Checking the validity of parentheses in JavaScript

We are required to write a JavaScript function that takes in a string containing just the characters:

'(', ')', '{', '}', '[' and ']'

Our function should determine if the input string is valid.

An input string is valid if:

• Open brackets must be closed by the same type of brackets.

• Open brackets must be closed in the correct order.

For example:

• "()" is a valid parenthesis

• "()[]{}" is a valid parentheses

• "(]" is an invalid parenthesis

Algorithm

We'll use a stack data structure approach:

• Push opening brackets onto the stack

• For closing brackets, check if they match the last opening bracket

• If the stack is empty at the end, all brackets were properly matched

Example

const str1 = "()[]{}"
const str2 = "(]"

const isValid = (str = '') => {
    const map = new Map()
    map.set('{', '}')
    map.set('(', ')')
    map.set('[', ']')
    
    const stack = []
    
    for (let i = 0; i < str.length; i++) {
        const char = str.charAt(i)
        
        if (map.has(char)) {
            // Opening bracket - push to stack
            stack.push(char)
        } else {
            // Closing bracket - check if it matches
            let pop = stack.pop()
            if (map.get(pop) !== char) {
                return false
            }
        }
    }
    
    return stack.length === 0
}

console.log("Testing '" + str1 + "':", isValid(str1))
console.log("Testing '" + str2 + "':", isValid(str2))

Output

Testing '()[]{]': true
Testing '(]': false

Testing Multiple Cases

const testCases = ["()", "()[]{}", "(]", "([)]", "{[]}"]

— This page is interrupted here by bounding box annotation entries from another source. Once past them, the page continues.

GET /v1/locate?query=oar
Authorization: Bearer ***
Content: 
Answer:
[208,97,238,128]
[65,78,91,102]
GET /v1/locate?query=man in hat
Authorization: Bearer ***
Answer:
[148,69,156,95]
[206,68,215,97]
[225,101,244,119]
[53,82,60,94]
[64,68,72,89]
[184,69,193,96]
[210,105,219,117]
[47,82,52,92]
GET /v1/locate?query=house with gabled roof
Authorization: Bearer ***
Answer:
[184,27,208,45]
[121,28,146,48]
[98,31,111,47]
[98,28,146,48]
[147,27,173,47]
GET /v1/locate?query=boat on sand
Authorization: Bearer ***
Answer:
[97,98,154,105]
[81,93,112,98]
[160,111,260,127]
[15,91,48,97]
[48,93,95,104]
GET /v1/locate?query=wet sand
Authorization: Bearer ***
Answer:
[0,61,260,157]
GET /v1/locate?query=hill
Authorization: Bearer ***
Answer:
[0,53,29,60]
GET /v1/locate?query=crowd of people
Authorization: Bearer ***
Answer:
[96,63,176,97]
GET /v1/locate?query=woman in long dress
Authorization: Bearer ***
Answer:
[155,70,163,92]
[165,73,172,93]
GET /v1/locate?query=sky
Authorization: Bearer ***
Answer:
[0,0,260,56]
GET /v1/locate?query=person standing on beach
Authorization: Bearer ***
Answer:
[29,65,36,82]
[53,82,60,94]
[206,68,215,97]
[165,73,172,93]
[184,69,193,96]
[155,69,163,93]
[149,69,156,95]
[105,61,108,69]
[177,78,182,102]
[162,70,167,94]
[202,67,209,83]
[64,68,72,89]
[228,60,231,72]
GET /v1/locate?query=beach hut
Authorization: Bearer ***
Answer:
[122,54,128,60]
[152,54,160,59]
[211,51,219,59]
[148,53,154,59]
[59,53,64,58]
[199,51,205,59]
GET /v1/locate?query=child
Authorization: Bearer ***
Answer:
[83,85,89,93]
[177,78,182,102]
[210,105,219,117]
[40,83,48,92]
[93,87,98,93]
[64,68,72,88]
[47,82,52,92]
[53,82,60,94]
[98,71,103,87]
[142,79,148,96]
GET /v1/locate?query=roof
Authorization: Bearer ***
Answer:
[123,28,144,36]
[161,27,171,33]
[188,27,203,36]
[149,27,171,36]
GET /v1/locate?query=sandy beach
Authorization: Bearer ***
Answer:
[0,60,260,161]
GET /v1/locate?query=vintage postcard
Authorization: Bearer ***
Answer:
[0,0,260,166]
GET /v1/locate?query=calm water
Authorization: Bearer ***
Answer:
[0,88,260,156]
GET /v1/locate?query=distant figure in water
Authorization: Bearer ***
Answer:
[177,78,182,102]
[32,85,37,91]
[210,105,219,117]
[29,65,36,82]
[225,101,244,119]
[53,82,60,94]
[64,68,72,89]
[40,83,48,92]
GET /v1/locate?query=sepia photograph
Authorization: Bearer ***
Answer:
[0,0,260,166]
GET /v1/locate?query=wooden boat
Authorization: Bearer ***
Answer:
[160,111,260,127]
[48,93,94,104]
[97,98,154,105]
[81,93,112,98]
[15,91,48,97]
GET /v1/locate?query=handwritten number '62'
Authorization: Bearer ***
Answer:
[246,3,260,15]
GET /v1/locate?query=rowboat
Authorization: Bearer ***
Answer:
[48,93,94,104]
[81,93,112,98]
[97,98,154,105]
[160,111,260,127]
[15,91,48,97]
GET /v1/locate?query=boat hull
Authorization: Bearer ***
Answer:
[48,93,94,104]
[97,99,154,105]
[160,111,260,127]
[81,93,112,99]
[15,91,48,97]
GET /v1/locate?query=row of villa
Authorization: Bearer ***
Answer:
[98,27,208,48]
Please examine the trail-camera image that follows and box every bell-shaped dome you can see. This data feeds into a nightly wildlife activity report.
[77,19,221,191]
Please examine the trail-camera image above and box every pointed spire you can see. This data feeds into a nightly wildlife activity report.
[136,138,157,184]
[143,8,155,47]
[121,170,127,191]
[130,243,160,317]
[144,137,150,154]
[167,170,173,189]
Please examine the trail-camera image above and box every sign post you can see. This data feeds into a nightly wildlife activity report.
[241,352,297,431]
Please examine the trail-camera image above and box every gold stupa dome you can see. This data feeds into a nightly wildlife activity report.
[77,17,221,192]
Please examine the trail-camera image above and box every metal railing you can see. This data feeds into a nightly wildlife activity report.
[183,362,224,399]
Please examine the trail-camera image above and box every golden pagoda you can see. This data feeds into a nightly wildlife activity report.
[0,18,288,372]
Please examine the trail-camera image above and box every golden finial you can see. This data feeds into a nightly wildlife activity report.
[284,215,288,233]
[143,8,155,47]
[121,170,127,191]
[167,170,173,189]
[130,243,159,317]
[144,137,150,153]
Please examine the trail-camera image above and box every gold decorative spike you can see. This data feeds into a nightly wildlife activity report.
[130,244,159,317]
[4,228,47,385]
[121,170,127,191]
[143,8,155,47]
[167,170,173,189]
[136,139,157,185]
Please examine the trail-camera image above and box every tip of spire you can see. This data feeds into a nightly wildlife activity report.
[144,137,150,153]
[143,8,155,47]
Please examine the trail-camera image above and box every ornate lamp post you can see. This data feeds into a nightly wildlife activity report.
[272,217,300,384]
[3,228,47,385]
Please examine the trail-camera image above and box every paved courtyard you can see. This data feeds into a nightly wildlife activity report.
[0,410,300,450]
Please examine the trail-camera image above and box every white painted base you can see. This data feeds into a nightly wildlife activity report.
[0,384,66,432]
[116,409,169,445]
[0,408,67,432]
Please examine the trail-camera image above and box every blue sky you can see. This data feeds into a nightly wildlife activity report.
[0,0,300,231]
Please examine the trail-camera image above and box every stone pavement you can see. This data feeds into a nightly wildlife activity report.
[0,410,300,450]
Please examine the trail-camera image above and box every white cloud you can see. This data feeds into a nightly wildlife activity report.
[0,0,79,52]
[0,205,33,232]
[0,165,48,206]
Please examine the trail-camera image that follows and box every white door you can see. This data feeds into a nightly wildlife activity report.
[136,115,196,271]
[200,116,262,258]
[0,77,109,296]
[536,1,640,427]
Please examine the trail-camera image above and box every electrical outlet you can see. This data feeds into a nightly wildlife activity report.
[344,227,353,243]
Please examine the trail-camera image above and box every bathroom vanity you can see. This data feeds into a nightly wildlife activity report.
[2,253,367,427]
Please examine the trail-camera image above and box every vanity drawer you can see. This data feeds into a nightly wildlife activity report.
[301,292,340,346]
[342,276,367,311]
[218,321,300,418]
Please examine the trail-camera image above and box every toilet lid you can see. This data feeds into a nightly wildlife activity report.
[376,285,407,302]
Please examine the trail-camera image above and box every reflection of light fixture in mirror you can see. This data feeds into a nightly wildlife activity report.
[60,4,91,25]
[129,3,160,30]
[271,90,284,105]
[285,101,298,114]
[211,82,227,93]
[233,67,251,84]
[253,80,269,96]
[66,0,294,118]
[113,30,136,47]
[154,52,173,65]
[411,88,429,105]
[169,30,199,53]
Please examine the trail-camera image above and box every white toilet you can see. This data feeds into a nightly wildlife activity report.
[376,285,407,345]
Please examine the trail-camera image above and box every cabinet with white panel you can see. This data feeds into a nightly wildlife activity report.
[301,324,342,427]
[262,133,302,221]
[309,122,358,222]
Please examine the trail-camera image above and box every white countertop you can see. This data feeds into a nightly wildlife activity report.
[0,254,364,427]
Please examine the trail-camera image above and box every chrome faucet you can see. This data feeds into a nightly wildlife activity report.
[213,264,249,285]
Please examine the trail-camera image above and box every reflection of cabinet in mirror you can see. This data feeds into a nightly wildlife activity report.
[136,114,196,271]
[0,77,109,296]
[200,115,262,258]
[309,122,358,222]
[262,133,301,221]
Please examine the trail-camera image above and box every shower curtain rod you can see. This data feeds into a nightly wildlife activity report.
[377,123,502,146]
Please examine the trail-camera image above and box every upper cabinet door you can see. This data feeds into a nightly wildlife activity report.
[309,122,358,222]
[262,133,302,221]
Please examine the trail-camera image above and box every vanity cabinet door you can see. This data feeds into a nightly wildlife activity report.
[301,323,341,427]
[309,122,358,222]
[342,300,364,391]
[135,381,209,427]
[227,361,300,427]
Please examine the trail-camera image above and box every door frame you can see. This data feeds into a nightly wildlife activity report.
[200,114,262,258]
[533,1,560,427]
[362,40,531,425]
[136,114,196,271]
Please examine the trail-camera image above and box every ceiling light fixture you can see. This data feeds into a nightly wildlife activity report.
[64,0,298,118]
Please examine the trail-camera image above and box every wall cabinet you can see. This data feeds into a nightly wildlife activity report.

testCases.forEach(test => {
    console.log(`"${test}": ${isValid(test)}`)
})

"()": true
"()[]{]": true
"(]": false
"([)]": false
"{[]}": true

How It Works

The algorithm uses a Map to store bracket pairs and a stack (array) to track opening brackets. When encountering an opening bracket, it's pushed onto the stack. For closing brackets, we pop the last opening bracket and verify they match. If the stack is empty after processing, all brackets were properly closed.

Conclusion

This stack-based approach efficiently validates parentheses in O(n) time complexity. The key insight is matching closing brackets with their corresponding opening brackets in the correct order.